Tegeder I, Bremer F, Oelkers R, Schobel H, Schüttler J, Brune K, Geisslinger G
Department of Experimental and Clinical Pharmacology and Toxicology, University Erlangen/Nürnberg, Erlangen, Germany.
Antimicrob Agents Chemother. 1997 Dec;41(12):2640-5. doi: 10.1128/AAC.41.12.2640.
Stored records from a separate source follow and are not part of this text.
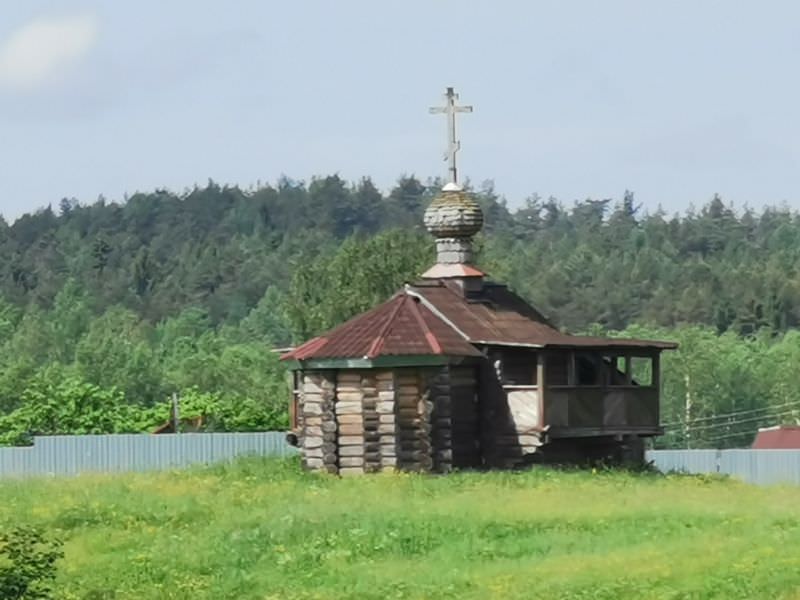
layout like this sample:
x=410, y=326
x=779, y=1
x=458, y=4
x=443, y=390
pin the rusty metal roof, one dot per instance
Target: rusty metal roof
x=778, y=438
x=497, y=316
x=434, y=317
x=401, y=326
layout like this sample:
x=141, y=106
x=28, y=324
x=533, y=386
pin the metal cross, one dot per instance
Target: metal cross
x=453, y=145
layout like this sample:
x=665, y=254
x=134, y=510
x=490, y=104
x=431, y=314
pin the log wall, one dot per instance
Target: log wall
x=454, y=422
x=318, y=443
x=412, y=420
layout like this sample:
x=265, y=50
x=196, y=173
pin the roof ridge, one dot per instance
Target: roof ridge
x=380, y=339
x=433, y=343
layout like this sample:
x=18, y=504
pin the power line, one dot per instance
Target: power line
x=785, y=412
x=683, y=424
x=713, y=438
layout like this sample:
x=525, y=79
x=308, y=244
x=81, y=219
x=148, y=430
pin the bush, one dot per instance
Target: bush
x=27, y=564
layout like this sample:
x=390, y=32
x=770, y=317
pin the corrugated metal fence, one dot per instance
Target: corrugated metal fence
x=763, y=467
x=73, y=454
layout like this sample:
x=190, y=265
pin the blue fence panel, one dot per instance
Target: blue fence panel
x=762, y=467
x=71, y=455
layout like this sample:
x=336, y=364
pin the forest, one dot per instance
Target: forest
x=108, y=308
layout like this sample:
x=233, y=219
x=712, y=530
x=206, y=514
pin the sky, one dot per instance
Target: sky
x=675, y=101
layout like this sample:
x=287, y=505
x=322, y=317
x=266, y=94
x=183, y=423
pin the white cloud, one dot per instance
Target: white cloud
x=36, y=54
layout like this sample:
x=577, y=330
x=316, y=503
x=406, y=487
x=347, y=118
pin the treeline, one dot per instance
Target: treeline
x=107, y=309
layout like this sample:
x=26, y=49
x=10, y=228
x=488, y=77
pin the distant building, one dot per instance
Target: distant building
x=781, y=437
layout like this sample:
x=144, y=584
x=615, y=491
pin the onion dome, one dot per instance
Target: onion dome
x=453, y=214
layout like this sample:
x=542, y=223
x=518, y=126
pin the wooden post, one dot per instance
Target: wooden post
x=176, y=413
x=656, y=372
x=541, y=384
x=656, y=382
x=572, y=375
x=628, y=369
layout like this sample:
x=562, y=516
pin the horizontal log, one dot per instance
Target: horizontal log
x=351, y=440
x=312, y=408
x=414, y=446
x=412, y=435
x=351, y=471
x=388, y=450
x=351, y=429
x=349, y=376
x=443, y=455
x=385, y=407
x=351, y=451
x=312, y=441
x=348, y=408
x=322, y=388
x=407, y=413
x=352, y=419
x=313, y=463
x=408, y=390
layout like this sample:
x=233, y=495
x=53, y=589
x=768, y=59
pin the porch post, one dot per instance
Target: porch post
x=541, y=361
x=572, y=378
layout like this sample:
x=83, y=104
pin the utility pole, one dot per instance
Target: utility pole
x=453, y=145
x=176, y=413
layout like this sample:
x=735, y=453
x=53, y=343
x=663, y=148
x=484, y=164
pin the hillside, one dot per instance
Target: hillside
x=108, y=308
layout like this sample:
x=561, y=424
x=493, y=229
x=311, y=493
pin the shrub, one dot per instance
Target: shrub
x=27, y=564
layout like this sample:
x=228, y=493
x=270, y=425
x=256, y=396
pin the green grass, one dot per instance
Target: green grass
x=263, y=529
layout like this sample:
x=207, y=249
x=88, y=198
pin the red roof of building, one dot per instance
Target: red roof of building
x=497, y=316
x=434, y=317
x=401, y=326
x=780, y=437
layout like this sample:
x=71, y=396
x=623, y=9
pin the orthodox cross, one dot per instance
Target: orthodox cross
x=453, y=145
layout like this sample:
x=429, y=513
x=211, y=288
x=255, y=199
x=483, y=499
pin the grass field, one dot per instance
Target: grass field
x=262, y=529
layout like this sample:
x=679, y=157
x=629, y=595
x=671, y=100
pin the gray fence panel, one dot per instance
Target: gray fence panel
x=762, y=467
x=71, y=455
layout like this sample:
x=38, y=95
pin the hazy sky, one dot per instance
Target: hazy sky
x=674, y=100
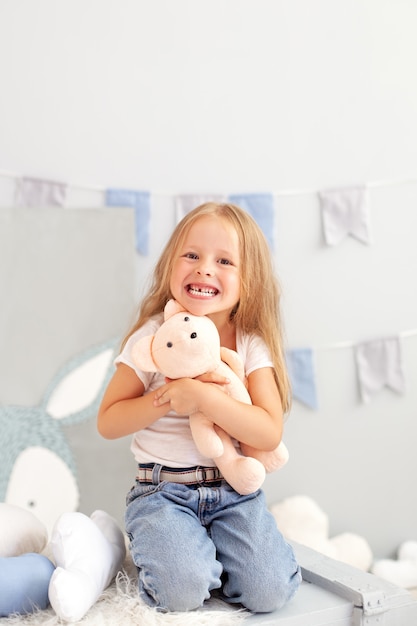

The pharmacokinetics of imipenem-cilastatin were investigated in 12 critically ill patients with acute renal failure (ARF) managed by continuous veno-venous hemofiltration (CVVH) while receiving a fixed combination of 500 mg of imipenem-cilastatin intravenously three or four times daily. No adverse drug reactions were observed. Plasma and hemofiltrate samples were taken at specified times during one dosing interval, and the concentrations of imipenem and cilastatin were determined by high-performance liquid chromatography. Pharmacokinetic variables were calculated by a first-order, two-compartment pharmacokinetic model for both substances. Total clearances of imipenem and cilastatin (mean +/- standard deviations) were 122.2 +/- 28.6 and 29.2 +/- 13.7 ml/min, respectively, with hemofiltration clearances of 22.9 +/- 2.5 and 16.1 +/- 3.1 ml/min, respectively, and nonrenal, nonhemofiltration clearances of 90.8 +/- 26.3 and 13.2 +/- 13.9 ml/min, respectively. Mean imipenem dosage requirements were approximately 2,000 mg/24 h (2,111.8 +/- 493.4 mg/24 h). They were calculated in order to achieve an average steady-state concentration of 12 mg/liter to ensure that concentrations in plasma exceeded the MICs at which 90% of intermediately resistent bacteria are inhibited (8 mg/liter) during the majority of the dosing interval. By contrast, the recommended dosage for patients with end-stage renal failure (ESRF) and infections caused by intermediately resistant bacteria is 1,000 mg/24 h. This remarkable difference may be due (i) to differences in the nonrenal clearance of imipenem between patients with ARF and ESRF and (ii) to the additional clearance by the hemofilter. Since the total clearance of cilastatin was low, marked accumulation occurred, and this was particularly pronounced in patients with additional liver dysfunction. Thus, in patients with ARF managed by CVVH, rather high imipenem doses are required, and these inevitably result in a marked accumulation of cilastatin. The doses of imipenem recommended for patients with ESRF, however, will lead to underdosing and inadequate antibiotic therapy.
对12例接受连续性静脉-静脉血液滤过(CVVH)治疗的急性肾衰竭(ARF)危重症患者进行了亚胺培南-西司他丁的药代动力学研究,这些患者每日静脉注射3或4次固定剂量组合(500mg)的亚胺培南-西司他丁。未观察到药物不良反应。在一个给药间隔内的特定时间采集血浆和血液滤过液样本,采用高效液相色谱法测定亚胺培南和西司他丁的浓度。两种物质的药代动力学变量均通过一级二室药代动力学模型计算。亚胺培南和西司他丁的总清除率(平均值±标准差)分别为122.2±28.6和29.2±13.7ml/min,血液滤过清除率分别为22.9±2.5和16.1±3.1ml/min,非肾、非血液滤过清除率分别为90.8±26.3和13.2±13.9ml/min。亚胺培南的平均剂量需求约为2000mg/24h(2111.8±493.4mg/24h)。计算这些剂量是为了达到12mg/L的平均稳态浓度,以确保在大多数给药间隔期间血浆浓度超过能抑制90%中度耐药菌的最低抑菌浓度(8mg/L)。相比之下,终末期肾衰竭(ESRF)且由中度耐药菌引起感染的患者推荐剂量为1000mg/24h。这种显著差异可能是由于:(i)ARF患者和ESRF患者亚胺培南非肾清除率不同;(ii)血液滤过器的额外清除作用。由于西司他丁的总清除率较低,出现了明显蓄积,在合并肝功能不全的患者中尤为明显。因此,对于接受CVVH治疗的ARF患者,需要较高剂量的亚胺培南,而这不可避免地导致西司他丁明显蓄积。然而,推荐给ESRF患者的亚胺培南剂量会导致给药不足及抗生素治疗不充分。